In the light of the above, the Special Rapporteur recommended the following to the Government of Belarus. Regarding legislation, the Government should ensure: (a) The adoption and implementation, as a matter of urgency, of a law on domestic violence, ensuring that the law is gender-specific and addresses the root causes of domestic violence, prevention, assistance to victims and prosecution of the offence; (b) The setting up of a legal aid fund; (c) The adoption and implementation of the draft law enabling the State to provide funding to civil society organizations on the basis of a call for tender; (d) The ratification of the International Convention on the Protection of the Rights of All Migrant Workers and Members of Their Families; (e) Continuation of its effort to ratify the Council of Europe Convention on Action against Trafficking in Human Beings.

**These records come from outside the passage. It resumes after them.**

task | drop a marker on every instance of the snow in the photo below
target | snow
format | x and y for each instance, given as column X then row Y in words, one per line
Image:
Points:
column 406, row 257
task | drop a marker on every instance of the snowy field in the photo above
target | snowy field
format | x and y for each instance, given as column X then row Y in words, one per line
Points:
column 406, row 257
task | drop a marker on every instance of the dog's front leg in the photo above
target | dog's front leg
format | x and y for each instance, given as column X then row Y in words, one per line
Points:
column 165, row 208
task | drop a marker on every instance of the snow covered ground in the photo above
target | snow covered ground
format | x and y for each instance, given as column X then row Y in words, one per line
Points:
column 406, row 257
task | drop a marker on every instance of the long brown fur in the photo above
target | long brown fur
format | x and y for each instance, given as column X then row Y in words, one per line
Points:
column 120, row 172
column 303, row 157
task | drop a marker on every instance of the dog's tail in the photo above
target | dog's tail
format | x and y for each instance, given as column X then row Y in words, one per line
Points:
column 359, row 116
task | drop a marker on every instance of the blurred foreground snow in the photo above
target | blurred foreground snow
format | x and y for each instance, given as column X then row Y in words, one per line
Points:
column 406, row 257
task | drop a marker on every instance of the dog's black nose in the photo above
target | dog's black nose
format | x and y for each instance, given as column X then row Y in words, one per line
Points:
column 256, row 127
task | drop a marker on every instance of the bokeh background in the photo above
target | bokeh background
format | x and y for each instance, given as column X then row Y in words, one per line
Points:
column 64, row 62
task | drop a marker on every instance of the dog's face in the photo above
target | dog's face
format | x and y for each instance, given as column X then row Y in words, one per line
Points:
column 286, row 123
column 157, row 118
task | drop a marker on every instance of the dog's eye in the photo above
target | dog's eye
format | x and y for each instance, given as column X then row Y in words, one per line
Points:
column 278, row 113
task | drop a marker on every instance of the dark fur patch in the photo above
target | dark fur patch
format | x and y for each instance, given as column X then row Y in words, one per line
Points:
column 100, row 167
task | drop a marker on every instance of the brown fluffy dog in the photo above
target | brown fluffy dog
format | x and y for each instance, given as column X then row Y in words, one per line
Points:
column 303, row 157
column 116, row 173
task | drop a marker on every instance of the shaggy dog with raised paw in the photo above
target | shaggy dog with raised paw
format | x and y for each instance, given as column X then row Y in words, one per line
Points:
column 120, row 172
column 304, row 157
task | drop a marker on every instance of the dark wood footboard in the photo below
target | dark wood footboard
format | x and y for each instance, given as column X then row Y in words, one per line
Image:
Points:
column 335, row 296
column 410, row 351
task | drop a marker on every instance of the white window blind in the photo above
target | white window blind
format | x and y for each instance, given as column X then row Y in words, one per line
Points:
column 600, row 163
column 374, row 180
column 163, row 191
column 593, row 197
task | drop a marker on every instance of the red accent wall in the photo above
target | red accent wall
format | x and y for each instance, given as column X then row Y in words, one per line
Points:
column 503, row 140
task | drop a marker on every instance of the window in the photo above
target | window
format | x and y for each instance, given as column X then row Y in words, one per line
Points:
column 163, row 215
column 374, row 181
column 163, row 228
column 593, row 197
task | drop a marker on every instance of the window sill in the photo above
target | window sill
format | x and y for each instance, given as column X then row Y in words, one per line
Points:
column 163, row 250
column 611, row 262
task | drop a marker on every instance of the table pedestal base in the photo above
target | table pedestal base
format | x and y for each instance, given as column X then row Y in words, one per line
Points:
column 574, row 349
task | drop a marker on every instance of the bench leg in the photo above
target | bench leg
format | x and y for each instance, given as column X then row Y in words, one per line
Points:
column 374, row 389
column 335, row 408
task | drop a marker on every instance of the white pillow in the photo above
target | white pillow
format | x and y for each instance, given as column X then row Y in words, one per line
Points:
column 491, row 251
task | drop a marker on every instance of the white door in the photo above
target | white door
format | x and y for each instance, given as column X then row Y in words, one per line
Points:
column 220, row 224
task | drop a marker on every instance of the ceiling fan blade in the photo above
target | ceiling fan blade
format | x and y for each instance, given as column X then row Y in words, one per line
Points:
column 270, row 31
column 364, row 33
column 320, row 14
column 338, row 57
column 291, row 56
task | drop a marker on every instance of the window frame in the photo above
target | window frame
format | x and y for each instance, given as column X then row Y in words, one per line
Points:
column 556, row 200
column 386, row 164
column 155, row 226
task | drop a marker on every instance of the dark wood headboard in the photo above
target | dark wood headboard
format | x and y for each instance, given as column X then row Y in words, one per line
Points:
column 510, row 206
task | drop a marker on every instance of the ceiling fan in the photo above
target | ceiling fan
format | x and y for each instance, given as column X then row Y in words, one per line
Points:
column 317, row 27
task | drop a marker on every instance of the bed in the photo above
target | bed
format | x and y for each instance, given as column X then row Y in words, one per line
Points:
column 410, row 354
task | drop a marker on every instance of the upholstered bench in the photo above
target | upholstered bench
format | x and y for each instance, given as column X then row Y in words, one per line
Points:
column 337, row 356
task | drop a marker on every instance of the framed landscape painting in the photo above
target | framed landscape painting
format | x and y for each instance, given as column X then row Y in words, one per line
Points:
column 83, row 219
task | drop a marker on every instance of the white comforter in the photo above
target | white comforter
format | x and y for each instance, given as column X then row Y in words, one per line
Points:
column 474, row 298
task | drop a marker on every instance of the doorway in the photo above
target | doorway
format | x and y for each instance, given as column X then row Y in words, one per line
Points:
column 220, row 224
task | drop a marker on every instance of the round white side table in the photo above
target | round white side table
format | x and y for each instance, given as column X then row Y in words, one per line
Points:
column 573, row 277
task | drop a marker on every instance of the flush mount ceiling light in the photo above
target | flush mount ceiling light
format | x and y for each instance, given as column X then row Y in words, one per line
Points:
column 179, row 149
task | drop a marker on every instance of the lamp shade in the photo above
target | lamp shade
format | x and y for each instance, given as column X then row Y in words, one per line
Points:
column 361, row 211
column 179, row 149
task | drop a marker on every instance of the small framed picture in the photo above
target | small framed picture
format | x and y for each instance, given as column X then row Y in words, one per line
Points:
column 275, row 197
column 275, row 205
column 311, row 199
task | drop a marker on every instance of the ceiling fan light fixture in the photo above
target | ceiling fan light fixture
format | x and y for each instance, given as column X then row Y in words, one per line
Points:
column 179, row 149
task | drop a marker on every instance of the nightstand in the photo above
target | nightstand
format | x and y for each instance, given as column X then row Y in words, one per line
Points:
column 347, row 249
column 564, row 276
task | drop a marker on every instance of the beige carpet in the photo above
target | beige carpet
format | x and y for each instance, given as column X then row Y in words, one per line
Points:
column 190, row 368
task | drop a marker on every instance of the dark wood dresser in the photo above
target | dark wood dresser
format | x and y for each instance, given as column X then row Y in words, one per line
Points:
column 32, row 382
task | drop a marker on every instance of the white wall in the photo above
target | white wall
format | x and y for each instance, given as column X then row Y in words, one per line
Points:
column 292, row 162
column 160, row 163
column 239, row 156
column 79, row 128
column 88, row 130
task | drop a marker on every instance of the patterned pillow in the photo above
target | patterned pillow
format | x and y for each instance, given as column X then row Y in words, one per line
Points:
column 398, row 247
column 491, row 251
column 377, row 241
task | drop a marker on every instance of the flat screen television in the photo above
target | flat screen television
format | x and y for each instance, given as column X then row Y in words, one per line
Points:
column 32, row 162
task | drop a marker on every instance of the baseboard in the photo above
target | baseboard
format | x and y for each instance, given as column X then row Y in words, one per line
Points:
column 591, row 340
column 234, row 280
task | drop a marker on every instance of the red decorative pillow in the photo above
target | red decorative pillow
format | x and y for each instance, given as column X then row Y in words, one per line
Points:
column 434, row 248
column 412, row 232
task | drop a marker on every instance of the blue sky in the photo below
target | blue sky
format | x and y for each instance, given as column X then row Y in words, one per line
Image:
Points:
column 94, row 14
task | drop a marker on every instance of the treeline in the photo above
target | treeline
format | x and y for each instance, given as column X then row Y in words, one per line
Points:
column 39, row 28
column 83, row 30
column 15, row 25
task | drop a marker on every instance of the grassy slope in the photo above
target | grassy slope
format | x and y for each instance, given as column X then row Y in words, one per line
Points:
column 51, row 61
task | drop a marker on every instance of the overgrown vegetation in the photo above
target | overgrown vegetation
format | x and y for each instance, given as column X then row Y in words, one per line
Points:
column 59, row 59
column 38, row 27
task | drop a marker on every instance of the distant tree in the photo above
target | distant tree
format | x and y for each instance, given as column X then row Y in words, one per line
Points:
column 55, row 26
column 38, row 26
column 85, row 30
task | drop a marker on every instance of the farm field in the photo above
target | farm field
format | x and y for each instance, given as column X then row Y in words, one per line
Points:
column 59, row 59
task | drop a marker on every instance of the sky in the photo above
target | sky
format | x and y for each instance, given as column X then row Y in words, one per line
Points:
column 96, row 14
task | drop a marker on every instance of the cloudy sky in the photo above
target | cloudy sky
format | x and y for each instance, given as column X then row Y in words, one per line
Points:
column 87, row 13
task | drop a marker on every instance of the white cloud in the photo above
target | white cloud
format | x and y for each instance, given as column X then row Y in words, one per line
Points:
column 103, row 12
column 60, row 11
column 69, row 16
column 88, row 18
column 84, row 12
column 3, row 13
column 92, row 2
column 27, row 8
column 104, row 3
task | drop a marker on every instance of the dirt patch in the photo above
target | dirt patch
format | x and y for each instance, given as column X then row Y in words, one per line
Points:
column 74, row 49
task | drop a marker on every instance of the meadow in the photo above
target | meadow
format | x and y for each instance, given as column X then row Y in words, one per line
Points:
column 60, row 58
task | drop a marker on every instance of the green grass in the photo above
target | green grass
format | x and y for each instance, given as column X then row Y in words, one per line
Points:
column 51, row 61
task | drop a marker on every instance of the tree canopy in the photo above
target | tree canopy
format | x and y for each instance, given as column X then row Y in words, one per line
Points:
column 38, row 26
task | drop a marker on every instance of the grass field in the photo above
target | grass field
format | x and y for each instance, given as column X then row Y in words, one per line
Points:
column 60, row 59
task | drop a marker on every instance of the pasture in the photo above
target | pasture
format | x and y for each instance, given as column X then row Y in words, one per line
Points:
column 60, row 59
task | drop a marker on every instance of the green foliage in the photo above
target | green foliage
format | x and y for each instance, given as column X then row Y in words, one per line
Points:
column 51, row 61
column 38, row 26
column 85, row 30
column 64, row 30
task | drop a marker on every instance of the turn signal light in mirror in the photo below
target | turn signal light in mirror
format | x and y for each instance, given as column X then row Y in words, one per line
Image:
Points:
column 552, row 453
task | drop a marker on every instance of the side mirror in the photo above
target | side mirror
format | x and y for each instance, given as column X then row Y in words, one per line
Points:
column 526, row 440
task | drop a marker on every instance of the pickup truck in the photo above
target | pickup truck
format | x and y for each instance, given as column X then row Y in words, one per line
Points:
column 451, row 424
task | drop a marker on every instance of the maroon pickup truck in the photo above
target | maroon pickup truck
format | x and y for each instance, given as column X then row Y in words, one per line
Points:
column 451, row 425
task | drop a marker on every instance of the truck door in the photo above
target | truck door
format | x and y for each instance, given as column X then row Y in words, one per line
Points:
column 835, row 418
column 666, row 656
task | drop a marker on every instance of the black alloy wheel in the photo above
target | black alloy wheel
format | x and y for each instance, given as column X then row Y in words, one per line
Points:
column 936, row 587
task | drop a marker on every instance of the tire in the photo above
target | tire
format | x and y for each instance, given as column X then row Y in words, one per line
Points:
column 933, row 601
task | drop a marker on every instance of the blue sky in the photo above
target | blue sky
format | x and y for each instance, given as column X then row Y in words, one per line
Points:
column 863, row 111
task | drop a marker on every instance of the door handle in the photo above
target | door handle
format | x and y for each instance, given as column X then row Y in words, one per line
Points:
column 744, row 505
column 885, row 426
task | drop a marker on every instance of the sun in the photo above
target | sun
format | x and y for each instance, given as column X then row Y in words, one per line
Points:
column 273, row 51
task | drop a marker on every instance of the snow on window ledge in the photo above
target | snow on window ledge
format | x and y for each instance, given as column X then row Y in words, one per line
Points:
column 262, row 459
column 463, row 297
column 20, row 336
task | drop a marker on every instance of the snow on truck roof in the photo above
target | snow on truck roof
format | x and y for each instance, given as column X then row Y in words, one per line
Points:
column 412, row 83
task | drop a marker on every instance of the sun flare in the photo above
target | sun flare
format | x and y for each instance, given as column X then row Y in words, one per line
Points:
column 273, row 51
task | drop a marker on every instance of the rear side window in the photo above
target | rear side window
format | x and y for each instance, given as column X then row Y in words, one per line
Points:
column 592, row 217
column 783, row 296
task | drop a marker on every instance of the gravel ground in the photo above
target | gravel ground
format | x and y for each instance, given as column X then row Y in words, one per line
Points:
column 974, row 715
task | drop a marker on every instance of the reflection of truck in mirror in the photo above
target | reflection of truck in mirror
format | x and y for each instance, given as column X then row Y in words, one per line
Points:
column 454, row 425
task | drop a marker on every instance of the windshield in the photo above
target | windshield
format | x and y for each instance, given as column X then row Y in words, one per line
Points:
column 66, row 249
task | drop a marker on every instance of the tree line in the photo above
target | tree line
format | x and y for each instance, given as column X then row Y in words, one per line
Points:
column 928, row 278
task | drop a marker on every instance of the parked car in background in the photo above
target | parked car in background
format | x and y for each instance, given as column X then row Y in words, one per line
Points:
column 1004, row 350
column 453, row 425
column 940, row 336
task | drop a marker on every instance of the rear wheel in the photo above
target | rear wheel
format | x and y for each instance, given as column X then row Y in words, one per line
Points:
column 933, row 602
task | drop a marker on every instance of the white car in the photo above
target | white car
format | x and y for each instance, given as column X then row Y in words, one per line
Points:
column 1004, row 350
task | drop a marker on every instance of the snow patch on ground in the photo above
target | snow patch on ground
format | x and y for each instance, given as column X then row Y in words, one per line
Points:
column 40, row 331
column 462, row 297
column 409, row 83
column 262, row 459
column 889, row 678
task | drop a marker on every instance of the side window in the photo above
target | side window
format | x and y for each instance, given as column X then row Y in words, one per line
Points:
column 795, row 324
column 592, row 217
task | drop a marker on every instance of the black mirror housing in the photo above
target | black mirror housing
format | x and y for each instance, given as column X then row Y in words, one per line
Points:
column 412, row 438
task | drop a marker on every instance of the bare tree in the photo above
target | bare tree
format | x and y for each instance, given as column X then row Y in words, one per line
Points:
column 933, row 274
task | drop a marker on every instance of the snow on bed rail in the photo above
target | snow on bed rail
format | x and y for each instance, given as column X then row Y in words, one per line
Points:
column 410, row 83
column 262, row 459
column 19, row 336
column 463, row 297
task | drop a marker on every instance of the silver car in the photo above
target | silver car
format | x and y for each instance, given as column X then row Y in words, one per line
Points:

In addition, the Government should establish a national special rapporteur on trafficking in persons, under the aegis of the Presidential Administration, and the Government should strengthen employment opportunities at home. The gender dimension must be taken into account in any such efforts.

The Special Rapporteur also recommended that the Government increase its efforts to address the root causes of trafficking in human beings, including gender inequality and the demand for labour that is exploitative or services which breach the human rights of the person delivering those services. The Government should ensure that anti-trafficking measures do not operate to violate human rights, and adopt clear guidelines and procedures for relevant State authorities and officials (police officers, border guards and immigration officials) to permit the rapid and accurate identification of trafficked persons, as indicated in both the Palermo Protocol and the Recommended Principles and Guidelines on Human Rights and Human Trafficking. Specific guidelines should also be adopted for identification and protection of child victims of trafficking in accordance with the Convention on the Rights of the Child. Training provided to relevant Government officials on identification, assistance to and protection of victims of trafficking should be enhanced in quality and quantity in collaboration with organizations. Furthermore, the Government should promote and institute a multisectoral approach to the identification and treatment of victims of trafficking other stakeholders including NGOs and civil society, and assistance and prevention programmes should be strengthened, in particular by targeting specific vulnerable groups.

The Special Rapporteur further opined that the Government should take measures to ensure that special rooms for confidential interview of victims of trafficking during the course of a trial are available in all courts across the country. It should continue strengthening its cooperation with international and civil society organizations, ensuring that such cooperation is intersectoral, integrated and coordinated and that the responsibilities of each partner are clear. The Government should adopt and implement the Government directive providing for the possibility of granting tax exemptions or tax breaks to NGOs and a speedy authorization process for the use of grants received by NGOs to implement actions to combat trafficking. It should also keep the Special Rapporteur informed of all developments regarding the establishment of a legal aid fund. The Government should establish a compensation fund for victims of trafficking, which can, inter alia, be composed of State funds and proceeds from the crimes of trafficking in persons.